A recently issued Opinion from the Fourth District Court of Appeal reviews whether providing notice of the right to mediation prior to a dispute waives the right to appraisal.
In Grnja v. People’s Trust Insurance Company, after the insureds submitted their claim for damage sustained Dec 2021, People’s Trust (PTI) notified the insureds that their claim was covered and provided PTI’s estimate and scope of repairs. The correspondence noted that if the insureds did not agree with the assessment of repairs, then the policy contained an appraisal provision. PTI also advised the insured of the Department of Financial Services mediation program. The insureds notified PTI of their disagreement and submitted a Sworn Proof of Loss (SPOL) and estimate. Thereafter, they filed suit, and PTI responded by filing a motion to abate and compel appraisal, which the trial court granted. The insureds appealed.
The insureds argued an insurer’s failure to comply with section 627.7015(2) results in a waiver of the right to compel appraisal and relied on the language in Lime Bay and Lavadie to essentially argue that PTI’s mediation notice in this case was a nullity because it provided the notice before there was a dispute between the parties. The insureds argued “People’s Trust needed to have sent the mediation notice when the dispute ripened and it was on notice” of a dispute relating to a material issue of fact.

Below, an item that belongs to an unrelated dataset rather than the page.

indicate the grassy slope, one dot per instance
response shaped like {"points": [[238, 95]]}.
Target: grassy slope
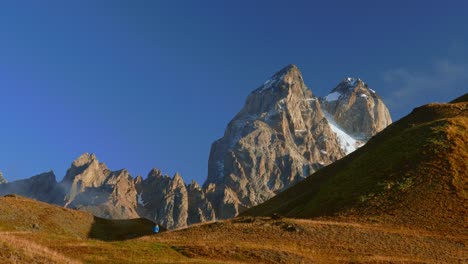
{"points": [[242, 240], [414, 173]]}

The Fourth DCA affirmed the trial court’s decision citing case law finding the notice requirement’s purpose “is to prevent an insurer from withholding notification and thereby trapping ‘an uninformed insured into the very same potentially lengthy and costly appraisal process the statute was meant to guard against.’”.
The Fourth DCA observed that providing the notice too late contravenes the purpose of the statute, but providing the notice too early does not. This is further true since the amended statute allows an insurer to comply with the statute’s mediation notice requirements “[a]t the time of issuance and renewal of a policy” not only at the time of a dispute between the parties relating to a material issue of fact, like the predecessor statute.